A e D. «POLIS è nato cinque anni fa come un piccolo progetto sul territorio che voleva mettere al centro il teatro contemporaneo e la partecipazione attiva dei cittadini. In questi anni è cresciuto insieme a noi, moltiplicando i propri progetti fino a diventare un importante festival teatrale di rilevanza nazionale, che vede nel 2022 per la prima volta al centro del proprio programma la scena contemporanea europea con personalità di massimo rilievo come Pascal Rambert e Ivica Buljan. Ma POLIS è anche, sin dal nome, un tentativo per riavvicinare l’arte teatrale alla società e condividere con le persone ciò che si nasconde dietro di essa. Per questo dal 2019 abbiamo avviato a Ravenna il progetto Visionari che attraverso un esercizio di democrazia e di condivisione, affida la scelta artistica di parte del programma del festival agli spettatori “visionari” che anno dopo anno prendono parte al progetto. Un gruppo di circa 30 persone che visiona 200-400 video di spettacoli prodotti negli ultimi anni (raccolti tramite bando nazionale dalla rete L’Italia dei Visionari di cui POLIS è partner insieme al Festival Ammutinamenti) e che ha scelto tra di essi per l’edizione 2022 del festival, i 2 spettacoli che verranno programmati il 6 e il 7 maggio al Teatro Socjale di Piangipane».Fare teatro in centri minori può essere una sfida, sicuramente vinta per voi, che si lega al concetto di teatro in relazione con i territori. In questo come ha risposto Ravenna e cosa si potrebbe migliorare?

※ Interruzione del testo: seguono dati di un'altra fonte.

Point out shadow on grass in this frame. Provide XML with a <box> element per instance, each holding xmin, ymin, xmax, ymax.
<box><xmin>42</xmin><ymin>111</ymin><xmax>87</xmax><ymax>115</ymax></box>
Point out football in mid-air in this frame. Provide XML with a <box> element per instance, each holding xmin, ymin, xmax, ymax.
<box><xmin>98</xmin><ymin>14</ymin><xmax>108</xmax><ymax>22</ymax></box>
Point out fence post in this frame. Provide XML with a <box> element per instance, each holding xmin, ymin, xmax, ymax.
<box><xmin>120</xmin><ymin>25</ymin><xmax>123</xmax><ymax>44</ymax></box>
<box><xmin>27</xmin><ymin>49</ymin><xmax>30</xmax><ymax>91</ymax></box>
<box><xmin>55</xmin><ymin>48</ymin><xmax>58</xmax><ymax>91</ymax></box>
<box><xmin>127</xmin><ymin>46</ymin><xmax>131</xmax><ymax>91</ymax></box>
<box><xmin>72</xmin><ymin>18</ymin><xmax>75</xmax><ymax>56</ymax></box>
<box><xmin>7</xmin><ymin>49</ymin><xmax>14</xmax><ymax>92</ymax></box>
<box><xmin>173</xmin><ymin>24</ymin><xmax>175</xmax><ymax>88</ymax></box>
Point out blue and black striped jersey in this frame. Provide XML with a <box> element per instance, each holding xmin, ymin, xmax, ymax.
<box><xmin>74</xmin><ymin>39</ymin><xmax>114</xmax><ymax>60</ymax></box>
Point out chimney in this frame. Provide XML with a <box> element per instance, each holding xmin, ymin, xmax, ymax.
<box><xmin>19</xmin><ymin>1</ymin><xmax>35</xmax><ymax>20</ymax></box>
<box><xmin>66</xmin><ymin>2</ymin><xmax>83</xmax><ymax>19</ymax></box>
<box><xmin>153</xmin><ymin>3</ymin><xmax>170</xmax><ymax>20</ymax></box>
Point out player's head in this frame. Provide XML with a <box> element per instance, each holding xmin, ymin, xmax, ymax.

A e D. «Ravenna è una città ricchissima dal punto di vista culturale, ma proprio per questo difficile da abitare con nuove progettualità. Noi abbiamo trovato negli anni un ambito che ancora non era stato calcato sul territorio, la programmazione di un festival di teatro contemporaneo internazionale, e che quest’anno in particolare sta riscuotendo molto interesse nel panorama teatrale nazionale per la qualità del programma che propone. Ma è molto difficile lavorare nelle condizioni in cui operiamo portando a Ravenna le più importati proposte teatrali europee e se non fossimo così folli da lanciare costantemente i nostri cuori oltre gli ostacoli, probabilmente neanche un decimo di ciò che facciamo si realizzerebbe. Ci dispiace che a volte il nostro sforzo non venga compreso fino in fondo e proprio perché operiamo in condizioni precarie svolgendo più mansioni all’interno della nostra realtà, veniamo trattati come se fossimo ancora “giovani” o all’inizio, anche quando la qualità del nostro lavoro non ha nulla da invidiare a strutture con molti più dipendenti e risorse economiche. C’è poi a Ravenna un problema noto e condiviso di carenza di spazi per la produzione e la programmazione teatrale. Speriamo che con il nuovo bando di convenzioni culturali del Comune di Ravenna e con le richieste di contributo triennali appena inoltrate a Ministero della Cultura e Regione Emilia-Romagna la nostra realtà potrà finalmente godere di un sostegno più consono alle proprie attività. E magari, in un futuro non troppo lontano, di una sede in cui collocare le molteplici attività partecipative e produttive del festival durante tutto l’anno».